Aunt Millie wouldn't stand a chance. Curling takes a lot of talent, finesse and skill.
That was part of the lesson learned by Robillard and the 400 other novices who signed up for a series of "Learn to Curl" lessons offered this week as part of the 2014 USA Curling National Championships. The eight-day competition is being held at IceWorks through Saturday.
The sport, with roots that go back to 16th century Scotland, routinely experiences a spurt in popularity after the Olympics spotlight, said Terry Kolesar, communications director for the U.S. Curling Association, the sport's national governing body.
The learn-to-curl lessons, now a regular part of the annual national championships, are designed to introduce people to the sport, stir interest, and help local clubs increase their membership, Kolesar said.
This year's sessions at IceWorks sold out quickly, said Anthony Lorusso, the complex's director of social media. Individuals, families, groups, and businesses snapped up the $10-per-30-minute session tickets. So far, students have been as young as 5 and as old as 60-something.

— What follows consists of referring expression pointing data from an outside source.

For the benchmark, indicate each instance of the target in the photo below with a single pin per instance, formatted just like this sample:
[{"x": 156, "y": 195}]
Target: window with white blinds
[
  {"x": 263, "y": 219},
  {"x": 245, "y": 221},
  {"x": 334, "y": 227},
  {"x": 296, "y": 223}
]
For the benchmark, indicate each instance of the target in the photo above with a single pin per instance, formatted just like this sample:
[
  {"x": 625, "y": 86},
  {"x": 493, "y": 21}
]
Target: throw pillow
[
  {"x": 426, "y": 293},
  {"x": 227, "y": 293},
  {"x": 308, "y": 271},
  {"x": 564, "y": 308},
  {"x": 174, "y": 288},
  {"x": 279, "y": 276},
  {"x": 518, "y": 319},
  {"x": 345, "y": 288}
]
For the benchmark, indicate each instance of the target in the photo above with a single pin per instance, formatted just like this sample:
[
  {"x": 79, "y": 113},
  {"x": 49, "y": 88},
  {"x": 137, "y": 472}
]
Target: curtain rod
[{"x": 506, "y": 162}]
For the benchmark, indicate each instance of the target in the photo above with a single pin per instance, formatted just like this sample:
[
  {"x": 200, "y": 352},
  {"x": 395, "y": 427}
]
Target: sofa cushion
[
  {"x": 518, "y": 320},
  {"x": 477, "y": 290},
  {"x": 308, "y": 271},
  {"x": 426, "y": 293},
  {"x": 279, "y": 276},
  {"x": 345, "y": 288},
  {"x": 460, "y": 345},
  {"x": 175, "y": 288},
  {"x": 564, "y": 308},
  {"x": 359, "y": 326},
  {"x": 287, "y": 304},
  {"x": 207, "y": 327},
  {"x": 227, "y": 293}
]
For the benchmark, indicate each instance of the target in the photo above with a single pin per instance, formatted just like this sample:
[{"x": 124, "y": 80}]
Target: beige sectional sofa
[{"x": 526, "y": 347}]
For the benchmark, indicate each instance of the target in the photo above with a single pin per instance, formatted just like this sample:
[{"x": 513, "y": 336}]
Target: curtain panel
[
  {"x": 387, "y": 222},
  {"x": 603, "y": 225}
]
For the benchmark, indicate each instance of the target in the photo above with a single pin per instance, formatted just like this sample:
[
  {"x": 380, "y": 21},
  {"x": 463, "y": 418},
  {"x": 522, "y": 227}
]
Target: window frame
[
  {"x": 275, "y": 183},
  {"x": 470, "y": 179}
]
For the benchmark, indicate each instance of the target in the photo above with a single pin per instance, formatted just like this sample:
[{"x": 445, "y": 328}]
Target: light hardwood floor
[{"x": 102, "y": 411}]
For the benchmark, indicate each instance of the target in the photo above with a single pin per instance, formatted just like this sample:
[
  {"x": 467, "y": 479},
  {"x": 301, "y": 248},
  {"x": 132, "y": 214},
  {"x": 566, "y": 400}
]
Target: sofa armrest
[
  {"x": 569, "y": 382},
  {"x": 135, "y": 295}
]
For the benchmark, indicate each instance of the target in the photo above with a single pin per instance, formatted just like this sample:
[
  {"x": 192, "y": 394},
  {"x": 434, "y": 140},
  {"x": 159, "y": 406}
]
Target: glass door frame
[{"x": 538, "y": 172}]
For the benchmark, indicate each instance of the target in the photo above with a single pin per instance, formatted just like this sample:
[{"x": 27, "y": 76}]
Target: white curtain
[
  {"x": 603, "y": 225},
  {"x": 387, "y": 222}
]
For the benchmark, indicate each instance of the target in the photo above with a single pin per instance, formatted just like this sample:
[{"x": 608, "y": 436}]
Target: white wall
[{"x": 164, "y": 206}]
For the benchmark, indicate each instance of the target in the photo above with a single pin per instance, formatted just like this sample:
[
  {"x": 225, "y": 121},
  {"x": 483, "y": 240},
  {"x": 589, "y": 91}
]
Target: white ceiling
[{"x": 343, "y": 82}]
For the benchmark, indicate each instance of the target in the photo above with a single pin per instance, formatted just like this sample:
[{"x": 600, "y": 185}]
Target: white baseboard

Curlers from clubs in Bucks County, Philadelphia, Irvington, N.Y., and Plainfield, N.J., volunteered to teach the classes.
"When you say curling, people perk up and say, 'Oh, the sweeping game,' " said Delany Brittain of Havertown, a writer and curler who is teaching this week.
Often that is the extent of a new student's knowledge, said Brittain, of the Philadelphia Curling Club. The lessons are a primer on the sport known as "chess on ice," in which the goal is to propel granite discs (called stones) down a 150-foot icy alleyway to a bullseye and outscore the opposing team. The sweeping motion affects the direction and speed at which the discs travel toward the bullseye, also known as "the house."
During the session, students learn how to push the stone without falling and how to sweep, said teacher Dean Roth of the Plainfield Curling Club.
On Tuesday, Robillard was joined by his wife, Debby, who had purchased the lesson tickets after waking up in the wee hours of the morning to watch Olympic curling from Russia and sip her morning coffee.
"Every four years, I'd think, 'I really want to learn to do that,' " Debby Robillard said. The couple spent the day at IceWorks, learning to curl and watching the competition.
Steven Shimp, a financial adviser from Wilmington, and his 8-year-old daughter, Olivia, took lessons with Shimp's colleague from Ameriprise, a financial planning firm that planned the group outing.
Two of the four people in Shimp's group slipped several times during the 30-minute session. Despite that, the best part of the day was trading high finance for ice time, Shimp said, and "having Olivia try something new."
Barbara Bookhart of New Castle, Del., made her first attempt at pushing the stone down the ice and landed on her rear.
But soon, she felt more comfortable on the slick surface.
"It's not as bad as the black ice we've had to deal with outside," said Bookhart, 59, a retired secretary.
Her husband, Win, 49, an agricultural scientist who studies the composition of pesticides, described the game as one that requires the skill to push a stone 510 yards and land it within an inch of a designated spot.
Said Win Bookhart: "Agricultural science is easier."
U.S. Curling Championships
What: U.S. National Curling Championships.
Where: IceWorks Skating Complex, 3100 W. Dutton Mill Rd., Aston.
Schedule: Women - quarterfinals, Thursday, 8 p.m.; semifinals, Friday, 4 p.m.; finals, Saturday, 10 a.m. Men - quarterfinals, Friday, noon; semifinals, Friday, 8 p.m.; finals, Saturday, 3 p.m.